Protease nexin‐1: A cellular serpin down‐regulated by thrombin in rat aortic smooth muscle cells

Protease nexin‐1 (PN‐1), a potent inhibitor of serine proteases, is present in vascular cells and forms complexes with thrombin, plasminogen activators, and plasmin. We examined the effect of thrombin on PN‐1 expression by rat aortic smooth muscle cells (RASMCs). PN‐1 expression was determined by measuring protein and mRNA levels, using respectively immunoblotting and semi‐quantitative reverse transcriptase polymerase chain reaction (PCR). Thrombin down‐regulated PN‐1 expression in a dose‐ and time‐dependent manner. This effect was mediated via the interaction of thrombin with its receptor protease activated receptor (PAR‐1) since the peptide thrombin receptor activating peptide (TRAP) reduced PN‐1 expression. PN‐1 secreted by smooth muscle cells remained essentially associated to cell‐surface glycosaminoglycans and was released from the cell surface by heparin. A lower amount of PN‐1 was released by heparin from TRAP‐stimulated versus unstimulated cells and correlated with a decreased capacity to inhibit thrombin. In addition, the ability to generate peri‐cellular plasmin was increased in cells with a low PN‐1 expression. Pre‐treatment of smooth muscle cells with cycloheximide abolished the reduction of PN‐1 expression by thrombin.

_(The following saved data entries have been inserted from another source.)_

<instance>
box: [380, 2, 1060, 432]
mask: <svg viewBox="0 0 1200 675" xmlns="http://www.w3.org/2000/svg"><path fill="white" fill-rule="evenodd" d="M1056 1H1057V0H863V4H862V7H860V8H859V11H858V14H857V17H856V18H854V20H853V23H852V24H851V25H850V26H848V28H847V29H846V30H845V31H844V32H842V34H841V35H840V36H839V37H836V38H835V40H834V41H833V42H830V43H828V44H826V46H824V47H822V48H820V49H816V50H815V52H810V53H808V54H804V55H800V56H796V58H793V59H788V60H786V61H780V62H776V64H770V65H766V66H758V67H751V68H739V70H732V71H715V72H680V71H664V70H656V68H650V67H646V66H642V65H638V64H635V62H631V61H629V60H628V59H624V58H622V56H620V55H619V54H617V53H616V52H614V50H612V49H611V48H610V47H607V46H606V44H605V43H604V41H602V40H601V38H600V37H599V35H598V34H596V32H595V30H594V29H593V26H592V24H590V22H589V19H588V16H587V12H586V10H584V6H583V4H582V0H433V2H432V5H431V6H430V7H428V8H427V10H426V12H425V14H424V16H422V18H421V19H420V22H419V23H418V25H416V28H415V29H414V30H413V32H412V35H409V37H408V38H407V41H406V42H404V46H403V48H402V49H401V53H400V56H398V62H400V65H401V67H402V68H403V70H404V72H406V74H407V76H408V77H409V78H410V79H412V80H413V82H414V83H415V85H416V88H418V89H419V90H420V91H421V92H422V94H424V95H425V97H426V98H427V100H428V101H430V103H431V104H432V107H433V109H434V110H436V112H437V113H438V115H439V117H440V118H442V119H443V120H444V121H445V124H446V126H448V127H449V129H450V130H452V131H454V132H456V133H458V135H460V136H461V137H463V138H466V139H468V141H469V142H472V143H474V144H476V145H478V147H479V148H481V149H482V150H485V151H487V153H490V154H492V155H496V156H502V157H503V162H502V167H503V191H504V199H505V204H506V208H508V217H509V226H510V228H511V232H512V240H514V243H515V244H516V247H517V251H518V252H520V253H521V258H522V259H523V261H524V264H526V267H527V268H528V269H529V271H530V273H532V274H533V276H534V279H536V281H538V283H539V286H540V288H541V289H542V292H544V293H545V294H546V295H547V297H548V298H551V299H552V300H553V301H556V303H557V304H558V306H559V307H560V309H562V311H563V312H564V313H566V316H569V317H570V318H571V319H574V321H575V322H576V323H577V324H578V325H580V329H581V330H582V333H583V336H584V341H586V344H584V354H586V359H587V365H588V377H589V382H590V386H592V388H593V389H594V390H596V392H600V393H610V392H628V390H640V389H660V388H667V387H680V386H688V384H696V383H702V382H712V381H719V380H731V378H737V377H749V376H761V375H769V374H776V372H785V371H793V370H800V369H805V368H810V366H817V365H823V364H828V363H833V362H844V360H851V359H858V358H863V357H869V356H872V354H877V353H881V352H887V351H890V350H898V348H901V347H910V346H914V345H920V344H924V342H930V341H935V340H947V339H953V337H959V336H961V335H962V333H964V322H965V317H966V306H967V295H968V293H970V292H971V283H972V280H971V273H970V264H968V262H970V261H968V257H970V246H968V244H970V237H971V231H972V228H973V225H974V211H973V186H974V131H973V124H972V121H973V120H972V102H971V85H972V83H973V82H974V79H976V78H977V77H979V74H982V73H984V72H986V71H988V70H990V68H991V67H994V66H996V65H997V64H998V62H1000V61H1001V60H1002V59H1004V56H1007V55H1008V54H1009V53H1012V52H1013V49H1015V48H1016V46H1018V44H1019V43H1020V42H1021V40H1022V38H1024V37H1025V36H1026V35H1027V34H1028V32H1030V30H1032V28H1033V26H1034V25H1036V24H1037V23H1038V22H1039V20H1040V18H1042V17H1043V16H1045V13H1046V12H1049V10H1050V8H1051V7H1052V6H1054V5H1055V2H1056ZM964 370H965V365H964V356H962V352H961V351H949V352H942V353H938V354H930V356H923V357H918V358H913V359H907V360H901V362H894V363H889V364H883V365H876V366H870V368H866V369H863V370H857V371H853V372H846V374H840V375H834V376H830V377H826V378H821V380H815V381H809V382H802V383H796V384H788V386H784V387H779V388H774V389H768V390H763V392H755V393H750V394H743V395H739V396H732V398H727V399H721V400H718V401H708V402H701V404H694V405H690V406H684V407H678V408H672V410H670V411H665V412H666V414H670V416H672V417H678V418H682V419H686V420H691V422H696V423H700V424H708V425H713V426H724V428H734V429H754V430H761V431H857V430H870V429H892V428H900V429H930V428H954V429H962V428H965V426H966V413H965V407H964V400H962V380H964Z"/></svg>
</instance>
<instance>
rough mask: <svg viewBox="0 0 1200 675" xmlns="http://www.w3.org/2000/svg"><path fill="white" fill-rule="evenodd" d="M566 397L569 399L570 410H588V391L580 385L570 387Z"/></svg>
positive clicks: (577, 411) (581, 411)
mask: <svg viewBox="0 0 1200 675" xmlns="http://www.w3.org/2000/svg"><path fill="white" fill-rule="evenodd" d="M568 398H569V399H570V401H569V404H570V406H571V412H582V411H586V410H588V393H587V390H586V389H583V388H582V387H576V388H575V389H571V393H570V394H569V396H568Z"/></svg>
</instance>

Furthermore, conditioned media from thrombin‐treated cells reproduced the effect of thrombin, suggesting that thrombin acted via the induction of auto/paracrine mediator(s). We observed that fibroblast growth factor‐2 (FGF‐2)‐neutralizing antibodies abolished thrombin effect whereas FGF‐2 reproduced it, indicating that FGF‐2 is one of the involved mediator. Together, these results indicate that (i) PN‐1 modulates the activity of endogenous and exogenous serine proteases in RASMCs, (ii) thrombin down‐regulates PN‐1 expression and thus may increase its own activity on cells. J. Cell. Physiol. 201: 138–145, 2004. © 2004 Wiley‐Liss, Inc.